I usually just make a formula and ctrl+d whatever rows I need to do.You can also CTRL-click the plussy thing, and get a menu of a bunch of options for filling down. Great if you have to populate a pattern 1000s of times (for example, you want to fill a column starting with 1/1/2010 to 12/31/2025 and don't feel like dragging for 5 minutes)
In terms of general playing with excel lately I've been using indirect a lot. It took me a while to get working but I like this guy:
=AVERAGE(INDIRECT(CONCATENATE("'D 190308-3'!",ADDRESS(16*($A2-1)+2,COLUMN(B$1)+4))):INDIRECT(CONCATENATE("'D 190308-3'!",ADDRESS(16*($A2)+1,COLUMN(B$1)+4))))
I have a sheet of many different sets of 16x24 data sets and on a different sheet I want to average each set of 16 rows for every column, then have the next row be the next 16 sets, etc.
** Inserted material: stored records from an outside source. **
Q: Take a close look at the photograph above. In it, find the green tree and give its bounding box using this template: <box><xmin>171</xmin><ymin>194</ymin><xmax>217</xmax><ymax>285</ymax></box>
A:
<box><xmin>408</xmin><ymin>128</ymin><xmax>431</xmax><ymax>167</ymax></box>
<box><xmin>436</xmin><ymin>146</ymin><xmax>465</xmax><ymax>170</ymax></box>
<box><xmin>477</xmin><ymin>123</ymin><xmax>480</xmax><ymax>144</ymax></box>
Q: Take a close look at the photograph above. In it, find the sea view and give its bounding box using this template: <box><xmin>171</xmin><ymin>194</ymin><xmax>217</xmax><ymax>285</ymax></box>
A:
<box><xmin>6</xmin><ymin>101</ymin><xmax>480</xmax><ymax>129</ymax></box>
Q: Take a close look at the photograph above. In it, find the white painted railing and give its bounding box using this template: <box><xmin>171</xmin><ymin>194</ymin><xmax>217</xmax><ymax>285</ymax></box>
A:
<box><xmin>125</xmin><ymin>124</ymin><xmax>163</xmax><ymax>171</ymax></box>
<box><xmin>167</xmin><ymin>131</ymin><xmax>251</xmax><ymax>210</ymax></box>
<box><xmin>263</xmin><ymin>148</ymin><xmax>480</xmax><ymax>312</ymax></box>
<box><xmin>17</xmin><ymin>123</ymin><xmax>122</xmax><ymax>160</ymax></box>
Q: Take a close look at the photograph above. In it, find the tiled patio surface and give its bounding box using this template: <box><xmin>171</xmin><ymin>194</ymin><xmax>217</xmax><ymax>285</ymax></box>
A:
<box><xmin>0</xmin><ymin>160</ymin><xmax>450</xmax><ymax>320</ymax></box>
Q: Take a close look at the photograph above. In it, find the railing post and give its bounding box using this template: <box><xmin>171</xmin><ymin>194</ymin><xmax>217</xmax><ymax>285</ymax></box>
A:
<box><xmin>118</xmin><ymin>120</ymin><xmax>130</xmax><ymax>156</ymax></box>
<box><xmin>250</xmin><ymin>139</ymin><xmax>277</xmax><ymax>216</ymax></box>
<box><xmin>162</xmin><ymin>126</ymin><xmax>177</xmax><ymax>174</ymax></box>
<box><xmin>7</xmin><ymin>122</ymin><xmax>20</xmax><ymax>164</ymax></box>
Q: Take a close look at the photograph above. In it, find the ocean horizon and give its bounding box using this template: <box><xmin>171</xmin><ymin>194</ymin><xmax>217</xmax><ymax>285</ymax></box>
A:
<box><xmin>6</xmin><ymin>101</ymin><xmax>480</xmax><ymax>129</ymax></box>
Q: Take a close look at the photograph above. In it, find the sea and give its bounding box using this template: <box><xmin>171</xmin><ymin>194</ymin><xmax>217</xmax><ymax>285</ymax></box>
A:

I think you'd normally do this with a pivot table or something but I couldn't get it to work right and it was a lot of clicking, this is nice because I can just keep copying the analysis sheet for every new dataset.
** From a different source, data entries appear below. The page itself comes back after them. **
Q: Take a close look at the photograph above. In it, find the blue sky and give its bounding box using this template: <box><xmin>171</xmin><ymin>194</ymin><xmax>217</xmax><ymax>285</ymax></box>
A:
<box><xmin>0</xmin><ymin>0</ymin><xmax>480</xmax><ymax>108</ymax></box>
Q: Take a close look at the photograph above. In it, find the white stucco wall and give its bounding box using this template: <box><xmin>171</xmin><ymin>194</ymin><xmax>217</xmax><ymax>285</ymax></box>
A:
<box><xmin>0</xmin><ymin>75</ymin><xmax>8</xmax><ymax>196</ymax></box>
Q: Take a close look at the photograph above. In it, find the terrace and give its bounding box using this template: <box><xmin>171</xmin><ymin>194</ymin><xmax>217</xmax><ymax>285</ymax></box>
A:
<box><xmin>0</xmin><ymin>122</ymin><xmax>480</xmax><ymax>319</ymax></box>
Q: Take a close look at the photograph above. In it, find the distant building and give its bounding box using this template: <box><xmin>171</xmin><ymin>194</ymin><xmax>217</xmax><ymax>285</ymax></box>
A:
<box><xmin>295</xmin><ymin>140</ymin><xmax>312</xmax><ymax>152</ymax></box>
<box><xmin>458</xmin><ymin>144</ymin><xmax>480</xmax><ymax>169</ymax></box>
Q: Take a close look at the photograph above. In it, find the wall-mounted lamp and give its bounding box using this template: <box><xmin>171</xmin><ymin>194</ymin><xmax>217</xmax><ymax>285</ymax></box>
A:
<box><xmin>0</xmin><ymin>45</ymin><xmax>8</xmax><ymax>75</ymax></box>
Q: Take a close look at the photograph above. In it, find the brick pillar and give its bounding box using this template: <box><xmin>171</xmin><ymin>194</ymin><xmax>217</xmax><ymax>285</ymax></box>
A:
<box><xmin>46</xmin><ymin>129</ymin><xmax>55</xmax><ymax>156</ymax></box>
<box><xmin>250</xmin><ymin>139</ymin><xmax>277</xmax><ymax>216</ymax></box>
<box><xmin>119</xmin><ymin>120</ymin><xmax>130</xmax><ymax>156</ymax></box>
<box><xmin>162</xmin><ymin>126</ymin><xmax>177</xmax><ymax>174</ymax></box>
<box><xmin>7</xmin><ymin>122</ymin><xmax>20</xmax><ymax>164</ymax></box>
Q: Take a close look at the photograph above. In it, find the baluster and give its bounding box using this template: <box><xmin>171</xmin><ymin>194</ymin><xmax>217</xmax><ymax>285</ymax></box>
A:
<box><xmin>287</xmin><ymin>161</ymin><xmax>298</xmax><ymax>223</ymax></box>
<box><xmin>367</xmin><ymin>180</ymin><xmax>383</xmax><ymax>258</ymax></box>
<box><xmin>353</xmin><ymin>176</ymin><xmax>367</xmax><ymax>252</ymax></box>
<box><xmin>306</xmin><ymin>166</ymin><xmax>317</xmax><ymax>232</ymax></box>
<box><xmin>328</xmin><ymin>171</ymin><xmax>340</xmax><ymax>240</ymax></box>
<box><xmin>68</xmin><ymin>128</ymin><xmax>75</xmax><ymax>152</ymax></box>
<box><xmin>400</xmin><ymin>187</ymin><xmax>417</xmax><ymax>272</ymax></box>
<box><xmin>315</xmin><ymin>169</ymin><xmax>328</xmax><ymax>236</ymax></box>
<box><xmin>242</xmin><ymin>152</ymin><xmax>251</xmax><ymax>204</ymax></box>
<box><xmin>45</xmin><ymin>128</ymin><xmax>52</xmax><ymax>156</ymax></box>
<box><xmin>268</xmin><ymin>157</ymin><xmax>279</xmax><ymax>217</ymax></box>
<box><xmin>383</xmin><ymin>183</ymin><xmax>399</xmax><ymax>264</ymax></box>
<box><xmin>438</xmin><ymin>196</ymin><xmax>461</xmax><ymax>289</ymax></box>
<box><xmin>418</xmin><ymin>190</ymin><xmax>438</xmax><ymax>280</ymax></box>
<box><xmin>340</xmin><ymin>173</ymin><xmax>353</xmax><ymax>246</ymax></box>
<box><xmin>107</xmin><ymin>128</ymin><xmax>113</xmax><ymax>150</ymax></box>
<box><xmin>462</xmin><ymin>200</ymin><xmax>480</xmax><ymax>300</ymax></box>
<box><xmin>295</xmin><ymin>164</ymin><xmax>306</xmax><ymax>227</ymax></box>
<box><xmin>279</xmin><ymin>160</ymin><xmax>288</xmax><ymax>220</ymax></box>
thrashD, I might be a little confused about what you're doing, but why can't you just =A1-A2? All of my datasets are text files that have a first column of the form "3/11/2019 11:38:21 PM", and when I import it into excel it naturally converts it to a date, and I can subtract them just fine. So for instance A1233 is 3/11/2019 11:16:44 PM, and A1249 is 3/11/2019 11:38:21 PM, so if you do =24*(A1249-1233) the result is 0.72, because 0.72 hours elapsed between my runs (excel time differences are in days). Unless I'm wildly misunderstanding this solves your problem. You can certainly do the more involved things, but if you have something of the form mm/dd/yy hh:mm:ss you can just subtract.